Poetry is when an emotion has found its thought and the thought has found words. ~Robert Frost~
PROFESSOR SEAGULL MEETS THE BARFLY
Sometime in the mid-1940s, somewhere in Greenwich Village,
the dictionary definition of a little old man
shuffles up to a bus stop bench and frowns.
The old man sports a thick jungle of gray hair
and a wild tawny tiger of beard. He has wrapped himself
in a grime-colored trench coat that’s one size too large.
His toes peek through the toes of his worn, boxy shoes.
The source of the oldster’s chagrin is the lanky form
of a young man, much worse for wear,
who happens to be sprawled across the bench.
The young man’s face is pinched and mottled with scars.
The black of his feral crewcut betrays traces of early silver.
Uneasily asleep in New York’s damp October,
the young man shivers from the beige thinness
of his wrinkled summer suit.
The old man, indignant, knocks on the young man’s head
with a gnarled fist. “Sir! Pardon me, sir!”
the senior citizen says through his nose.
“You are in MY seat!”
The pock-marked kid stirs and pushes the senior’s hand away.
“Shove off,” he growls. “This is public property.”
The old man snorts, undeterred.
“You impudent whelp! Clearly, you haven’t the foggiest idea
of whom you’re speaking with. I’m none other than Joe Gould!
Noted Village character, wit and raconteur!
The subject of a celebrated New Yorker magazine profile!
Valued friend of authors, artists and seagulls throughout the city!”
The kid sits up slowly and rubs his eyes.

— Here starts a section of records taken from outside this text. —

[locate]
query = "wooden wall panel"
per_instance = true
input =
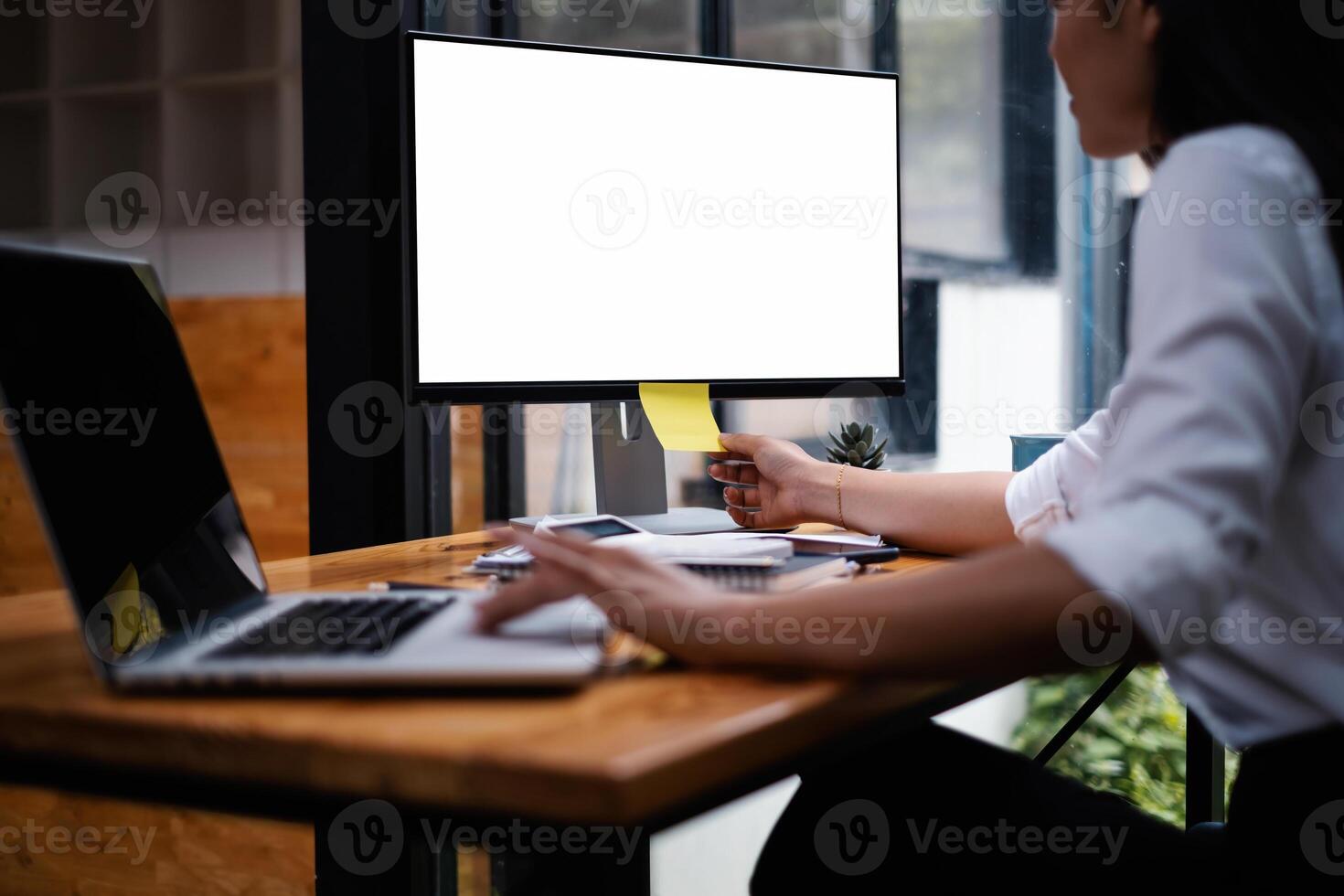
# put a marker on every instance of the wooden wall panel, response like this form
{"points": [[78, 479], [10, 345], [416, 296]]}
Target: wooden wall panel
{"points": [[163, 850], [249, 360]]}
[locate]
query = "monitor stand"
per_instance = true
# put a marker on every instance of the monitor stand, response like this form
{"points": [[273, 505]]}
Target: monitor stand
{"points": [[631, 477]]}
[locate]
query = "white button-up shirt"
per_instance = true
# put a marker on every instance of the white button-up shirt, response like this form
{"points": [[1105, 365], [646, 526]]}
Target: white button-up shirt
{"points": [[1209, 496]]}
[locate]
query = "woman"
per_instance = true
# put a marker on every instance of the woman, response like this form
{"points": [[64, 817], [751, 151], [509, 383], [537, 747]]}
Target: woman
{"points": [[1194, 521]]}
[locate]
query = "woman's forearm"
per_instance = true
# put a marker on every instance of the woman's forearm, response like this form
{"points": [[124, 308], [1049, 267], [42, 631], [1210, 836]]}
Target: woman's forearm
{"points": [[938, 512], [989, 615]]}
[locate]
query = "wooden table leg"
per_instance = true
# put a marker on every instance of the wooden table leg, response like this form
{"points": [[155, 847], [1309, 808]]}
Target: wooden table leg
{"points": [[369, 848]]}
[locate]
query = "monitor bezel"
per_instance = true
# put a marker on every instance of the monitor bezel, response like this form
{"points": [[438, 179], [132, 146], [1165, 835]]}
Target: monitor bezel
{"points": [[554, 391]]}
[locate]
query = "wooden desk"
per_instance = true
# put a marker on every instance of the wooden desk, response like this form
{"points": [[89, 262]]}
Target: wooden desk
{"points": [[643, 750]]}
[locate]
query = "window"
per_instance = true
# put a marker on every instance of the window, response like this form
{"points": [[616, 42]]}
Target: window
{"points": [[1001, 309]]}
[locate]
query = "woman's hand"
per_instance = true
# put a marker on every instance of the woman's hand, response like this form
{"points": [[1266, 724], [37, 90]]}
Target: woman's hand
{"points": [[783, 480], [657, 602]]}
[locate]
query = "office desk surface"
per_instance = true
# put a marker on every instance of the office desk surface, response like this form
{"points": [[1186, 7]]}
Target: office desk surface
{"points": [[623, 750]]}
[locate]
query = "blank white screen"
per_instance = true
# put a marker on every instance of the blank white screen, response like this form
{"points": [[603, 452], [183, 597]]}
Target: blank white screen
{"points": [[595, 218]]}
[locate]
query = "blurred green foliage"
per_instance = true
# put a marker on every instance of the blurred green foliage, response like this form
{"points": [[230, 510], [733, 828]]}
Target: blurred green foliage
{"points": [[1133, 746]]}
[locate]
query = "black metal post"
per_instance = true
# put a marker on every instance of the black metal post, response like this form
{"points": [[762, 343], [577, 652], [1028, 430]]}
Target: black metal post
{"points": [[365, 450], [1204, 773]]}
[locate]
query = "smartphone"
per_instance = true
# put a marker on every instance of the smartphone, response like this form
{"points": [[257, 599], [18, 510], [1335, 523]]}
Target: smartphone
{"points": [[863, 557]]}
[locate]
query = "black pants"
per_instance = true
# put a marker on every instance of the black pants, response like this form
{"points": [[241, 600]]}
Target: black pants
{"points": [[935, 807]]}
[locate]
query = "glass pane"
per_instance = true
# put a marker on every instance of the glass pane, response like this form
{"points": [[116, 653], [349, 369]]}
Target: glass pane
{"points": [[814, 32], [659, 26], [952, 154]]}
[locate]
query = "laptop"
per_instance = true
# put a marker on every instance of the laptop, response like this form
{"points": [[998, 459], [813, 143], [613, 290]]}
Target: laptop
{"points": [[149, 538]]}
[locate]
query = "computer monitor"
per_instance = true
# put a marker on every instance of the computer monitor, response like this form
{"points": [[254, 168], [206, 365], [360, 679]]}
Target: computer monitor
{"points": [[598, 218]]}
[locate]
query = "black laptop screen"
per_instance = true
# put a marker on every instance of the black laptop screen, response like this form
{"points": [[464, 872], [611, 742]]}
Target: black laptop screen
{"points": [[123, 463]]}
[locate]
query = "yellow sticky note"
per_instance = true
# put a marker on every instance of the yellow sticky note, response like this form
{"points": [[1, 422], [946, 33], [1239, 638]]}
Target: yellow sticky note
{"points": [[680, 415]]}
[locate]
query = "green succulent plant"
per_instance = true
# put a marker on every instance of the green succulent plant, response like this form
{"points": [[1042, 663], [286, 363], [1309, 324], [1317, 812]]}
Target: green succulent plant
{"points": [[854, 446]]}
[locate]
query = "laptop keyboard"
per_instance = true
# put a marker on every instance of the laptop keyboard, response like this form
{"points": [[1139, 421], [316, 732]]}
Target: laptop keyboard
{"points": [[332, 627]]}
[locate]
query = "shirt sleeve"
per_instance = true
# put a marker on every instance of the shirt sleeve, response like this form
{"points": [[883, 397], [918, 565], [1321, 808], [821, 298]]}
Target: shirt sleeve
{"points": [[1221, 334], [1043, 495]]}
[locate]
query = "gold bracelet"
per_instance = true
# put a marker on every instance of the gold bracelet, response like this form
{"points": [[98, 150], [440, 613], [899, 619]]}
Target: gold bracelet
{"points": [[839, 503]]}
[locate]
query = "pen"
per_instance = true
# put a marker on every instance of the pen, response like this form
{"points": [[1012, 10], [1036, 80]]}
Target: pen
{"points": [[405, 586]]}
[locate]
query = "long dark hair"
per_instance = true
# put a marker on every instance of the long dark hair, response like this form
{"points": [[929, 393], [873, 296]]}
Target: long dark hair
{"points": [[1277, 63]]}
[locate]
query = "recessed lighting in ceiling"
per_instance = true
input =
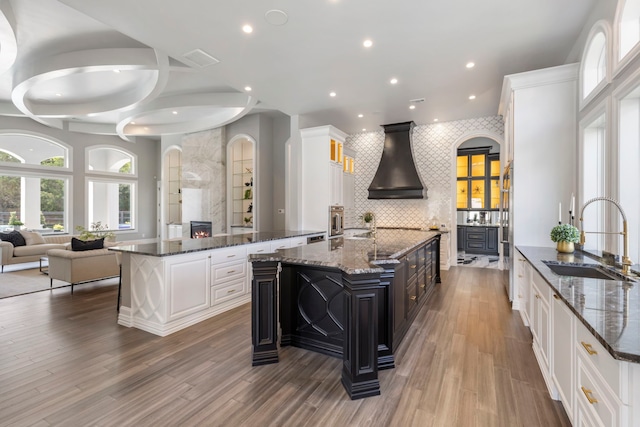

“I thought you were Little Orphan Annie. Clam up, huh? My head hurts.”
Joe Gould leans over the kid and sniffs the air.
“Aha! I thought so. Your breath reeks of whiskey!”
The kid sniffs a time or two himself.
“And yours reeks of. . .ketchup. Now beat it, Grandpa—
I got dibs on this bench, see?”
Gould pulls a pebbled school notebook from under his coat.
“I’ll have you know that I’m a historian—
the author of the longest, as yet, unpublished book on earth:
The Oral History of Our Time. Nine million words and counting!”
The kid scratches the stubble on his chin.
“Big deal,” he yawns.
Joe Gould’s eyes blaze.
“This bench is my office. The place where I commune with my muse,
as I record the speech of our day for generations yet unborn.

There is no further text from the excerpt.